Lavoro nero di necessità, come corollario per rimanere in attività: far lavorare con i costi di contratto altri oltre ai dieci dipendenti avrebbe, sostiene Angelini, messo in forse tutta l’azienda e anche i posti di lavoro regolari. Lavoro nero di opportunità, perché in tempi di Covid bisogna arrangiarsi e galleggiare con ogni tipo di salvagente. Lavoro nero anche di solidarietà nella versione emotiva prima e razionale poi di Bob Angelini: quel “mi sembrava di fare del bene”.
La vicenda di Bob Angelini e il ristorante racconta di come la regola o quasi sia di essere prima il proprio io economico e sociale e poi…poi qualsiasi altra cosa e identità. Succede a tutti, lo fanno tutti. Il lavoro nero somministrato dagli altri è cattiva o criticabile pratica.

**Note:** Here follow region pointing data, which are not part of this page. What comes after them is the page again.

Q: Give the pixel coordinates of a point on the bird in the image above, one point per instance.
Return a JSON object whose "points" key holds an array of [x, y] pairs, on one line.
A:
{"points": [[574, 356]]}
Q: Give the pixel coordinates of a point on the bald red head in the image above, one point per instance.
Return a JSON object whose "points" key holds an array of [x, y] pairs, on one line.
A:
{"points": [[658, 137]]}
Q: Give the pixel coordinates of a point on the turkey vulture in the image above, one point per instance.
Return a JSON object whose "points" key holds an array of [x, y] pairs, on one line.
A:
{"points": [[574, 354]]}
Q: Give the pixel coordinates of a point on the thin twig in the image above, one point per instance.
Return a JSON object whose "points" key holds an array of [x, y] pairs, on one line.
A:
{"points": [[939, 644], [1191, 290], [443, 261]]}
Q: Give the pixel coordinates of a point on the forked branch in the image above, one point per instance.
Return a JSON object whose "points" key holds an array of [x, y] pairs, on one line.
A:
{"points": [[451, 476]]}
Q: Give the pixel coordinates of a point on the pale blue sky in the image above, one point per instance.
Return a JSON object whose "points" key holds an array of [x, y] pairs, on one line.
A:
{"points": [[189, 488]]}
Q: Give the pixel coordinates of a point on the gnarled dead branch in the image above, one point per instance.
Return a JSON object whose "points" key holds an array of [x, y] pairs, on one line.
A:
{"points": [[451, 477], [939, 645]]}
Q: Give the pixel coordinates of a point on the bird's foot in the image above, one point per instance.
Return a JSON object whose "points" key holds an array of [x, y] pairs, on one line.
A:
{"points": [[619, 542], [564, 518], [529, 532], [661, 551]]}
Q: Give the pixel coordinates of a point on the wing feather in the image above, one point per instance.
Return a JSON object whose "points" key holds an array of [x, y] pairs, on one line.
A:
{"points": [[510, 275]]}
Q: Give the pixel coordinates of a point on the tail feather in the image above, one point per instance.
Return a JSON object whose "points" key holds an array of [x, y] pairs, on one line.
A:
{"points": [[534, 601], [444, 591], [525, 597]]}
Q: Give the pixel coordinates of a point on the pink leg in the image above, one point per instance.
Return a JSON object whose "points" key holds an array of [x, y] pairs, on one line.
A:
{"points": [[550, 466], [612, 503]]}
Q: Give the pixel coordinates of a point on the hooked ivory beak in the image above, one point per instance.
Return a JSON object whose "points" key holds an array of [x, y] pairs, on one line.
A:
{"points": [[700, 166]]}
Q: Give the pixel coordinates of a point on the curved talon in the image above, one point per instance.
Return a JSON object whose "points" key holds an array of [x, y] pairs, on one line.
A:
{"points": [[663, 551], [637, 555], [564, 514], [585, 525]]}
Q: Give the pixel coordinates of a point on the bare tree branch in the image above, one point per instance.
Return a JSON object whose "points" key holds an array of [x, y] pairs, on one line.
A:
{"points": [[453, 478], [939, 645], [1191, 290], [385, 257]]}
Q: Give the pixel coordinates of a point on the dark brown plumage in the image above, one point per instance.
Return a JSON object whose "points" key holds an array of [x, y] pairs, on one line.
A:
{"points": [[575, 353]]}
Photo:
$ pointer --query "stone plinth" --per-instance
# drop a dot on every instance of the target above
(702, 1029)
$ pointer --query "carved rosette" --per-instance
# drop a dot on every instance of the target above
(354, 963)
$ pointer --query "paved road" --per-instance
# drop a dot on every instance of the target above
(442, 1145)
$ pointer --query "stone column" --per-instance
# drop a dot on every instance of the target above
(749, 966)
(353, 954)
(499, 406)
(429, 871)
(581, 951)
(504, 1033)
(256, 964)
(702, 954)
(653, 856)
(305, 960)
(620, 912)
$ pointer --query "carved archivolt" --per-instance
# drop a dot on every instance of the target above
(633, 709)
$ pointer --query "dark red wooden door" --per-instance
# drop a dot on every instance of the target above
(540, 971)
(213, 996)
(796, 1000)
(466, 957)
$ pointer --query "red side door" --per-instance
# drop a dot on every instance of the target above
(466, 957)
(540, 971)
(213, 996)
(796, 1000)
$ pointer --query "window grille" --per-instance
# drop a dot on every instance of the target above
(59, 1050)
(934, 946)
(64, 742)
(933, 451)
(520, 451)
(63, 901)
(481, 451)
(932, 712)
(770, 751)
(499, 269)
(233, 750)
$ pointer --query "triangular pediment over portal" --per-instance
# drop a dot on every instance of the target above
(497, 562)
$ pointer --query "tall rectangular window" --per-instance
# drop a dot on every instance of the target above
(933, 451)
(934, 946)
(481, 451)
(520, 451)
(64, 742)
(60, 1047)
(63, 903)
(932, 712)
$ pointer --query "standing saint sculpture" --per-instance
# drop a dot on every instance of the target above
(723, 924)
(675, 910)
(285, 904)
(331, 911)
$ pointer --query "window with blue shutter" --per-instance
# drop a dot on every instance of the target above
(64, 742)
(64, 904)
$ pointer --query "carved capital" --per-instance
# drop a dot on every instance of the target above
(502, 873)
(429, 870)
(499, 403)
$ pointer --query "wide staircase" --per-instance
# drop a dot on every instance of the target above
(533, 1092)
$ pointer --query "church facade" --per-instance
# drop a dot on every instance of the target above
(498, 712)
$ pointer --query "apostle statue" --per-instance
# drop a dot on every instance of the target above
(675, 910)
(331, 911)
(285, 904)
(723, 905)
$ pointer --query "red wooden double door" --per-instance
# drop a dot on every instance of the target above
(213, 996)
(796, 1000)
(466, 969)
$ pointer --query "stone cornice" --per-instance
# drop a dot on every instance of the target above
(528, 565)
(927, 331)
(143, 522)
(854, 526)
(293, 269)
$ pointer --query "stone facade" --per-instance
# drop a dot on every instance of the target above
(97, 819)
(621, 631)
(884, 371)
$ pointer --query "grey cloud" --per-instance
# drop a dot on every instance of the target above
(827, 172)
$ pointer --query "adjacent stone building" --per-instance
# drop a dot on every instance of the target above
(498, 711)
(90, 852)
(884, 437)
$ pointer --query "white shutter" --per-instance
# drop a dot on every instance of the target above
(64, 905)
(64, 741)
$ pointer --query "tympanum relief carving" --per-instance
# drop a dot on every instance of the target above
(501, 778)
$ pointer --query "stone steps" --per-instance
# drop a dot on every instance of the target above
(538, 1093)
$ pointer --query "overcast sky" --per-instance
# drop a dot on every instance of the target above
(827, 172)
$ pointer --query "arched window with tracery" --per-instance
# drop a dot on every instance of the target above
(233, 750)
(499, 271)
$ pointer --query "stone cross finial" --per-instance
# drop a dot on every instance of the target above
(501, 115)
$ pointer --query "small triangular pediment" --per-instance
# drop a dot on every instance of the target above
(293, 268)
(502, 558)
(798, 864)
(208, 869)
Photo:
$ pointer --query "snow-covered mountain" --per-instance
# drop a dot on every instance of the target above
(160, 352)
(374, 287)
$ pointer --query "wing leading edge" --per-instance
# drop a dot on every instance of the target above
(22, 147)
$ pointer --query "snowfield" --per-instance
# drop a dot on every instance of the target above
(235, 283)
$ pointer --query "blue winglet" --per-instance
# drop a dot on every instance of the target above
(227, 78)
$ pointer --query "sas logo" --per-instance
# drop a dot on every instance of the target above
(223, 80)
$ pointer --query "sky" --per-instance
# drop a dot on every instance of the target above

Se invece somministrato in casa e azienda propria è legittima, anzi doverosa auto difesa e una sorta di beneficienza sociale.
La sanzione pecuniaria agli altri è rispetto della regola, la sanzione pecuniaria a se stessi è incomprensibile sopruso. Il rider altrui che denuncia è un piccolo eroe della legalità e dignità del lavoro. La rider tua che incappa nei controlli e non tiene bocca chiusa è “pazza incattivita dalla vita”, irriconoscente beneficiaria di una buona azione. Succede a tutti, anche ai democratici. Che poi però si scusano sì, ma continuano a sentirsi vittime, ristoratori prima che democratici.